Wann werden sie merken, dass sie nicht singen sollen?

Hätte das damals in dieser Zeitung abgegebene Urteil noch Bestand, müsste man über die Tage vom 25. bis 29. September 1968 nicht mehr reden: „eine gigantische Massierung des Mittelmäßigen und in ihrer Konzeption voller Widersprüche“, hieß es nach den Internationalen Essener Songtagen. „Wann werden sie merken, dass sie nicht singen, sondern Politik machen müssen, wenn sie Politik machen wollen“, rief der Kritiker den jungen Rockmusikhörern zu, die eben nicht nur Frank Zappa und den Mothers of Invention, Julie Driscoll, Brian Auger & The Trinity und Franz Josef Degenhardt gelauscht hatten, sondern auch intensiv über das Politische in der Kunst debattiert hatten.

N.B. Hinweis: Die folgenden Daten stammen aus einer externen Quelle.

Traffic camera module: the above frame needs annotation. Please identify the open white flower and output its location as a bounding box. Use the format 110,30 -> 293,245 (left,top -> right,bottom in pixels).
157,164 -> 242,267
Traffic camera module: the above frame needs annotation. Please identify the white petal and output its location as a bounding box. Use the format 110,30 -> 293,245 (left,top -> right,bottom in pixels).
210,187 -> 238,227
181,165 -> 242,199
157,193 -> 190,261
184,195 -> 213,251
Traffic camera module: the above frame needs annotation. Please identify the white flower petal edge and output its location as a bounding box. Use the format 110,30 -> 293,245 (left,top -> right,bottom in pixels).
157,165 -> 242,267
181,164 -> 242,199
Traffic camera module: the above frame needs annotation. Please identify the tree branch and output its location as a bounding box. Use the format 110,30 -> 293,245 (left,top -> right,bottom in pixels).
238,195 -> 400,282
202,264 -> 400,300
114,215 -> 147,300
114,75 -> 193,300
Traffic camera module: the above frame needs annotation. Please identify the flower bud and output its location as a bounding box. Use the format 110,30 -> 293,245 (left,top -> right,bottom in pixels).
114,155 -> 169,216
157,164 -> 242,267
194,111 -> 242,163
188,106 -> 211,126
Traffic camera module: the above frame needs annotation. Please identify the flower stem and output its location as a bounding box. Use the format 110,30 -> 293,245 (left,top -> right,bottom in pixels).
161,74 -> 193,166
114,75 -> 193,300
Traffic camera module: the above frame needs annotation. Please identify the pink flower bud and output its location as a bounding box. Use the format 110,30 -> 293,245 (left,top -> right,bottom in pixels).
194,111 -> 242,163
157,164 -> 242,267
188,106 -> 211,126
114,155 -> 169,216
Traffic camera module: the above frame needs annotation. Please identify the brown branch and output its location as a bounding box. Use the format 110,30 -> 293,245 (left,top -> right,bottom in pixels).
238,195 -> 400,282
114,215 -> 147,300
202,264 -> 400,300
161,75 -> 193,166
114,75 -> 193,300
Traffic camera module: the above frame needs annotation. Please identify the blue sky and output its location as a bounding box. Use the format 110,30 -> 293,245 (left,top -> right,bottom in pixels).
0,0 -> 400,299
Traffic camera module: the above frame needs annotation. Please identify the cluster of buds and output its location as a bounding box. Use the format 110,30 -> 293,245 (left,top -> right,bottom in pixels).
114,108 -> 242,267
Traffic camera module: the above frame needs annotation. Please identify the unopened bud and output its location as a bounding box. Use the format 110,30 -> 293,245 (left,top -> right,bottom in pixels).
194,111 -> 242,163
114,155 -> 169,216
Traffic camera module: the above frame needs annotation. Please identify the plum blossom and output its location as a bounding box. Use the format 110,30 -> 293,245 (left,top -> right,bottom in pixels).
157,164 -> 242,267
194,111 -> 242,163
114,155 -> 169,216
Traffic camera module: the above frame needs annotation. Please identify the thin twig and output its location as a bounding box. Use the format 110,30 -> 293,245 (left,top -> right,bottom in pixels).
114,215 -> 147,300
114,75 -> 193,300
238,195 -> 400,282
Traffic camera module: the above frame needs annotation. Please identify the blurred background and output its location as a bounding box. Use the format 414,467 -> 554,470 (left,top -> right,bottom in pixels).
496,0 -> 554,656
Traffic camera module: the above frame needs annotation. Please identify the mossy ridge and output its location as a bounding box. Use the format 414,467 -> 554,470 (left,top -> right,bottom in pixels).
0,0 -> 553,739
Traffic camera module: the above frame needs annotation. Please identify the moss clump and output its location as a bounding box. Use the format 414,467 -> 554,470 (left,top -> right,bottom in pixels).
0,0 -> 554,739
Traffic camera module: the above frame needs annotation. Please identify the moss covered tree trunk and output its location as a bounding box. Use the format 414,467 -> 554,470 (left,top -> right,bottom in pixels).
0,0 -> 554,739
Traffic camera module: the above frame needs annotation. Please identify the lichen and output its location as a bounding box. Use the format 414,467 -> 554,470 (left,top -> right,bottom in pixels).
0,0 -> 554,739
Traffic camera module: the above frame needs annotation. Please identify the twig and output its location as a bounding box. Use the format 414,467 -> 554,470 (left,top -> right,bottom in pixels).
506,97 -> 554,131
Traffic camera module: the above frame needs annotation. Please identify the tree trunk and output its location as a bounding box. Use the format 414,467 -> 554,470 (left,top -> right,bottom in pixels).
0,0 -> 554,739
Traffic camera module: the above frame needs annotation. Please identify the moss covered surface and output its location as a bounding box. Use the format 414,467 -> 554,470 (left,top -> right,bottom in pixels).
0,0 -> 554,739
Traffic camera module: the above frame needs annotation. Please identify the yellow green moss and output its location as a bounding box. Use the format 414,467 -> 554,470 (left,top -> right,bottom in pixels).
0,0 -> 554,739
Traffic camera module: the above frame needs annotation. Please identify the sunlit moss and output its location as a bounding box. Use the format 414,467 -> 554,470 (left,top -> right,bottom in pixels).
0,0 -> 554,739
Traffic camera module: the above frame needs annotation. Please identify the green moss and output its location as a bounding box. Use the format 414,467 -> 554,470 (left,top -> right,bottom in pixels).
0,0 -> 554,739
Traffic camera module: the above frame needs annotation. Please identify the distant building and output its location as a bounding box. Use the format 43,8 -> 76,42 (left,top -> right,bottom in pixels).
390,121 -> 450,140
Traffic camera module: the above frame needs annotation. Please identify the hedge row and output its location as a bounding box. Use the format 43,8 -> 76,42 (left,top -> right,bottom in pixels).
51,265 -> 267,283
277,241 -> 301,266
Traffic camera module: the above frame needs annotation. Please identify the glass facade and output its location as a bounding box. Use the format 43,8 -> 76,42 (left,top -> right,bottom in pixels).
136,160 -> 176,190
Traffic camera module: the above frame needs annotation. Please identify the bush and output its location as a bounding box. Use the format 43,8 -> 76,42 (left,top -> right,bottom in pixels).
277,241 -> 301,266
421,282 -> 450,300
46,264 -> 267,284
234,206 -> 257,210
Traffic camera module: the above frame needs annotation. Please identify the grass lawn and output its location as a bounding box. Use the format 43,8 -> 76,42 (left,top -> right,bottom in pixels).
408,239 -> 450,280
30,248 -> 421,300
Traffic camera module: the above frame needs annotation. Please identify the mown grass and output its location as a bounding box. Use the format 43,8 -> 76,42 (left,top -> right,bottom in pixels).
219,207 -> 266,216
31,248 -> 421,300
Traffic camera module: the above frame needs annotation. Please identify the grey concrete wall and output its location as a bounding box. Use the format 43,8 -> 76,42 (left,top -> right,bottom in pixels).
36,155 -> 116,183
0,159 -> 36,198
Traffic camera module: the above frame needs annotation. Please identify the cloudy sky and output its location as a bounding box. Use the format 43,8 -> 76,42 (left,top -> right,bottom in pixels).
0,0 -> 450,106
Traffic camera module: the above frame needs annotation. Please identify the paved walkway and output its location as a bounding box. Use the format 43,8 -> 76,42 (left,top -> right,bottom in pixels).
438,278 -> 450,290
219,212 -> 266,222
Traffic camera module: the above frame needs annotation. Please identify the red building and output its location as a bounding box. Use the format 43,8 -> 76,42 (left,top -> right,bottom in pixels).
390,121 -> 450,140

Fünfzig Jahre später gelten die Essener Songtage als Gründungsmoment der deutschen Rockmusik. Tangerine Dream, Guru Guru, Floh de Cologne und die Folkloretruppe City Preachers (kurz vor ihrer Metamorphose zur Rockband Frumpy) traten erstmals vor einem großen Publikum auf. Amon Düül waren mitten in ihrem schmerzhaften Spaltungsprozess und schickten deshalb nur den Teil der Münchner Kommune nach Essen, dem mehr an Gemeinschaft und weniger an Musik gelegen war. Krautrockbands oder ihre Vorläufer trafen auf politische Barden von Degenhardt bis Wader, von Süverkrüp bis Insterburg. Kurz: Es war, nach Monterey und vor Woodstock, das erste große Festival auf deutschem Boden.